La population était venue en nombre protester contre la décision du maire de ne plus subventionner le centre social Louise-Michel, sous prétexte que les fonds publics n'y seraient pas utilisés efficacement et que le centre a un déficit de 70000 euros pour l'année 2003.

Cette décision est ressentie d'autant plus douloureusement que la grande majorité des enfants qui fréquentent le centre social sont issus de familles défavorisées, qui n'ont pas les moyens d'offrir des loisirs à leurs enfants.

Pendant plus d'une heure et demie le maire, Michel Denis, patron d'une PME et politiquement à droite, a tenté de convaincre les familles qu'en tant que «garant de l'argent public», il ne peut accepter de subventionner une association qui est en déficit.

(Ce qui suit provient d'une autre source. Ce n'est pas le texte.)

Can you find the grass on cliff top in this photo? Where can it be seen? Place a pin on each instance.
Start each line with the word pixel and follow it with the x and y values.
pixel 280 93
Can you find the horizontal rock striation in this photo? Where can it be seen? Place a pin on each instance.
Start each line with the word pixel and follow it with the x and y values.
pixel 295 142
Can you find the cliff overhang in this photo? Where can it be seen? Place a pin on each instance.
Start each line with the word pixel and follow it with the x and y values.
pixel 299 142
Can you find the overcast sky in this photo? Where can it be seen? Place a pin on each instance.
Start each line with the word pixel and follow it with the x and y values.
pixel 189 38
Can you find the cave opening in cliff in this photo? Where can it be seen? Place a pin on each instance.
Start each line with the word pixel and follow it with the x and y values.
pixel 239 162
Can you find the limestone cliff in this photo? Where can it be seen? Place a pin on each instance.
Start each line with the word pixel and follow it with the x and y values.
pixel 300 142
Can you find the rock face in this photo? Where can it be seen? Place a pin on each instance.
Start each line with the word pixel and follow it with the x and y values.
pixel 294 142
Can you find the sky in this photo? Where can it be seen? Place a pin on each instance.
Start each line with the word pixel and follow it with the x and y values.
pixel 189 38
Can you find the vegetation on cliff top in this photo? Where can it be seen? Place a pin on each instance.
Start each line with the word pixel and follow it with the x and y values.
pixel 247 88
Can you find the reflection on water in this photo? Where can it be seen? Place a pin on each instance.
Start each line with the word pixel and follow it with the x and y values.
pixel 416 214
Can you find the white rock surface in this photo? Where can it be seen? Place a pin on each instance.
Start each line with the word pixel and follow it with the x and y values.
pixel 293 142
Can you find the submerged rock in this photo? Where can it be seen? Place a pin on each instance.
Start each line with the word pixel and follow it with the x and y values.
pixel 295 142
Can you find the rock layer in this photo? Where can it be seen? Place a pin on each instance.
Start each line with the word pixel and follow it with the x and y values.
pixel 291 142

Mais les familles ne s'en sont pas laissé conter et lui ont répondu du tac au tac. Elles lui ont ainsi fait remarquer qu'il n'a pas les mêmes scrupules quand il s'agit de financer la police municipale et la vidéo surveillance, et que, pour un maire qui se targue de vouloir lutter contre la délinquance, fermer le centre, c'est laisser les enfants dans la rue et désoeuvrés. Ce à quoi le maire a répondu qu'il s'engage à ouvrir une nouvelle structure et à maintenir des activités. Mais malgré l'insistance des familles, il s'est bien gardé de donner de plus amples explications. Il s'est contenté de dire que la mairie dépensait déjà beaucoup d'argent pour les centres sociaux. Un élu de l'opposition lui a, alors, fait remarquer que la somme annoncée (800000 euros) ne représente que moins de 4% du budget de la commune.

Dans cette histoire, l'attitude du maire est en droite ligne avec la politique qu'il a menée jusque-là vis-à-vis des associations et de tous les budgets sociaux. Depuis son élection en 2001, il n'a cessé de discréditer le fonctionnement des associations, quand il ne les asphyxie pas financièrement. De même, il a diminué ou supprimé un certain nombre d'aides sociales dont bénéficiaient les plus démunis, ceci dans une ville où le niveau de vie est un des plus bas de la région lyonnaise.

La colère des habitants lui a en tout cas montré qu'il ne peut pas faire n'importe quoi impunément, et face à la détermination des familles, il avait quelque peu perdu de sa superbe.